How many of us can relate to this statement?
Many, many years ago the Lord spoke through the prophet Joel about what we are celebrating today: “I will pour out my Spirit on all people. Your sons and daughters will prophesy, your old men will dream dreams, your young men will see visions…and everyone who calls on the name of the Lord will be saved.”
Many centuries later…after His resurrection…
…right before He returned to heaven…
… Jesus Christ told His followers: “You will receive power when the Holy Spirit comes on you; and you will be my witnesses in Jerusalem, and in all Judea and Samaria, and to the ends of the earth.”
If we were to be honest with ourselves, I would imagine that many of us can relate to Peter…at least the old Peter…the pre-Pentecost Peter.
Peter was just an ordinary man when Jesus called him.
He and his brother Andrew were casting a net into the lake, for they were fishermen” when Jesus came upon them.
“Come, follow me,’ Jesus said, “and I will make you fishers of men.”
At once, Peter and his brother left their nets and followed Jesus.
And they followed Him and followed Him and followed Him…
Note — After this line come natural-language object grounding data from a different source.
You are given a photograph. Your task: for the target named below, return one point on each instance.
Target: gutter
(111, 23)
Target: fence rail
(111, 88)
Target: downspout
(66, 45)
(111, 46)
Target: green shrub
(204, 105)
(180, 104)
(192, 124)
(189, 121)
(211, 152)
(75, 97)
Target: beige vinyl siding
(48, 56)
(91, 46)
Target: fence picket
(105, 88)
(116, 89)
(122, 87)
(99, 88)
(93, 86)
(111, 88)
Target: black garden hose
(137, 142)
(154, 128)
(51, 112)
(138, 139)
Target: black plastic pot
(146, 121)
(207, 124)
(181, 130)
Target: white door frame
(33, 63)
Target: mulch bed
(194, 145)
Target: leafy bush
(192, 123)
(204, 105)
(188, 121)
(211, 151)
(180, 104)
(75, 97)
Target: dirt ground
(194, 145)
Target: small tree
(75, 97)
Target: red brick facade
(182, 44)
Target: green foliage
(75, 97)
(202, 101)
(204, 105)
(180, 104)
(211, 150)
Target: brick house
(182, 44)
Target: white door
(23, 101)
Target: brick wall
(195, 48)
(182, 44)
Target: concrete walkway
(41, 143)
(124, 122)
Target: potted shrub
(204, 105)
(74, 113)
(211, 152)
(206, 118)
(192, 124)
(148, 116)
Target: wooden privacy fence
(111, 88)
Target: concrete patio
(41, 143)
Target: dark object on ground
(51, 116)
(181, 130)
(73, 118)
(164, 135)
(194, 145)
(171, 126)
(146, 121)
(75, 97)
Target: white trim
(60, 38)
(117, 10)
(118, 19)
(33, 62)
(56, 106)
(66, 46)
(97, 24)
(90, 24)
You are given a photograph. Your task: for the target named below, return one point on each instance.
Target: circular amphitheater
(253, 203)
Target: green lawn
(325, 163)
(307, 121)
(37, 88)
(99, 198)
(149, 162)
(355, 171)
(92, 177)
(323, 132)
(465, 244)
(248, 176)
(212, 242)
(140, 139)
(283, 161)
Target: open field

…for three spectacular years.
Peter watched Jesus as He fed 5,000 people with five loaves of bread and two fish.
He saw Him walk on water…
…and then he himself got down out of the boat, walked on water for a little while…
…until he became afraid and began to sink.
He watched as Jesus healed people, and caste demons out of people, he was their for the Transfiguration when Moses and Elijah spoke with Jesus…
…and man, he sure did become convinced!
When Jesus asked Peter: “Who do you say I am?’…
…Peter answered, ‘You are the Christ, the Son of the living God.”
And on this confession, Christ promised to build His Church.
Peter was an ordinary man who had been in the presence of the Extra-Ordinary…and yet, Peter was still ordinary.
Sure, he had the best of intentions…
…he was positive that he would never betray Jesus….
…not after all he had seen!
“Even if I have to die with you, I will never disown you,” Peter told Jesus a few hours before he was arrested.
But Peter’s confidence in himself was shattered just a few more hours later when he denied even knowing Christ three times!
Peter was just an ordinary person…like you and me.
A few days before Pentecost, Peter was present when Jesus said, “Do not leave Jerusalem, but wait for the gift my Father promised, which you have heard me speak about. For John baptized with water, but in a few days you will be baptized with the Holy Spirit.”
And when that day came “Peter stood up with the Eleven, raised his voice and addressed the crowd.”
I was very young when God called me into the ministry.
When thinking about what I was going to be when I grew up I thought to myself: “I am going to be a Methodist Minister. I don’t know how I am going to do it. I am going to have to go through a lot of changes…I’m going to have to become a very different person, but this is what I am going to do.”